Ahmet TEZCAN
Ramazanlar, özel zamanlar
11.7.2013
Diyeceksiniz ki hangi sabah, hangi akşam? Saatin 10.00'u, sabah namazını eda edip işine başlamış marangoz ustası için çok geç..
Ama aynı saatte kepenk kaldırmakta olan esnaf da var.
Bizim söylediğimiz marangoz ustasının sabahı.
Günün ilk ışıklarının aydınlanmaya başladığı, "fecir vakti" dediğimiz günün en körpe anıdır.
Yüce Kudret'in bize en yakın olduğu anlar.
Akşam da öyle.
Akşamcının değil, solan ışıklarıyla günün tüm eşya ve manzarayla vedalaştığı andır.

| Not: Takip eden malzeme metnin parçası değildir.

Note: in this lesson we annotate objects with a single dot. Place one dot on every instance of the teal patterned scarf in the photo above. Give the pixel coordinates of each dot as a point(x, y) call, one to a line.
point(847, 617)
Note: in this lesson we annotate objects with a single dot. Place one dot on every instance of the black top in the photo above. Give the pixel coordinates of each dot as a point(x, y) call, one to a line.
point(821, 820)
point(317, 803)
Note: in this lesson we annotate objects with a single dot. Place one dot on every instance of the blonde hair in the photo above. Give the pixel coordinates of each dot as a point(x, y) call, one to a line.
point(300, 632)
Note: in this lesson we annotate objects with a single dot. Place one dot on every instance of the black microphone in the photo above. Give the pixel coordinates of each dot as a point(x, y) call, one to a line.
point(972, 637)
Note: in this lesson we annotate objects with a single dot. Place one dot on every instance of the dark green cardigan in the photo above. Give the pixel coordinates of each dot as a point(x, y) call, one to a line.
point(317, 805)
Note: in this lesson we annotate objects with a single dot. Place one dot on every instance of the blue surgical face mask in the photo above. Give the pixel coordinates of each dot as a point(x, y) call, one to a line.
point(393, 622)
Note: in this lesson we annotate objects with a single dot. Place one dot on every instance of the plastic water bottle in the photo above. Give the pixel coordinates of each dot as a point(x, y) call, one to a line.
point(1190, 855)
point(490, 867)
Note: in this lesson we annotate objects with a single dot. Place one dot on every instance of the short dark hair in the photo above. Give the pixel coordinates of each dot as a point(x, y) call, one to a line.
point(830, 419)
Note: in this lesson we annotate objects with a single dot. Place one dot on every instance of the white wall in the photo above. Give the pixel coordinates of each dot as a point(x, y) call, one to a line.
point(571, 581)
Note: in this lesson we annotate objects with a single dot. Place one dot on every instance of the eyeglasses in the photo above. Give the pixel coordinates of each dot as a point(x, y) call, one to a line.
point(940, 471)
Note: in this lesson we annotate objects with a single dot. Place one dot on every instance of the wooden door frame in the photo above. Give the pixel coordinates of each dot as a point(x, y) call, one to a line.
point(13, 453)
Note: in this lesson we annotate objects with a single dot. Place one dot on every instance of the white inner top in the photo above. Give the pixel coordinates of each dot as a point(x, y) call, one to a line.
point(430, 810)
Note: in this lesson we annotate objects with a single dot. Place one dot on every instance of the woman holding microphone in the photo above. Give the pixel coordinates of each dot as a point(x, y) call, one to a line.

Yani ne tam aydınlık ne de karanlık, alacakaranlık.
İnsanın dikkatini insana çekmektedir.
Aksi halde "eşref-i mahluk" nasıl olunur?
Şerefte melaikeden yüce, aksi halde hayvandan aşağılık bir varlık insan?!
Akşam vaktinin müstesna oluşu da; bir süreliğine bize lütfedilen dünya hayatının günün sonunda geri alınacağı, kıyametin akşam saatinde kopacağına bağlanmaktadır.
Neyse, çok derin meseleler bunlar ama düşünmeye değer.
Kitapların anası Kur'an-Kerîm'in, böyle anlara, "zaman içinde zaman, mekân içinde mekan"lara bizzat dikkat çektiğini görüyoruz.
Yüce Yaratıcı'nın hem insana hem "o an"a iltifatıdır.
Nasıl ki Kabe, "Nazargâh-ı İlahi" olmuş Allah'ın nazar ettiği mekân olarak "mübarek belde" unvanını kazanmış..
Öyle olmasa Hz. Adem'den bu yana insanlar o mekânın etrafında dönüp dururlar mı?!
İçinde putlar varken de Kâbe tavaf edilmiş.
Tavafın çırılçıplak, alkış ve ıslıklarla yapıldığı zamanlar olmuş. (Cenaze alkışlama o günlerden kalma) İHRAM, yani "içinde hiç günah işlenmemiş giysiler" sonradan adet olmuş.
İnsan işte, çözülmesi zor. Bir o yana bir bu yana savrulmuş durmuşuz.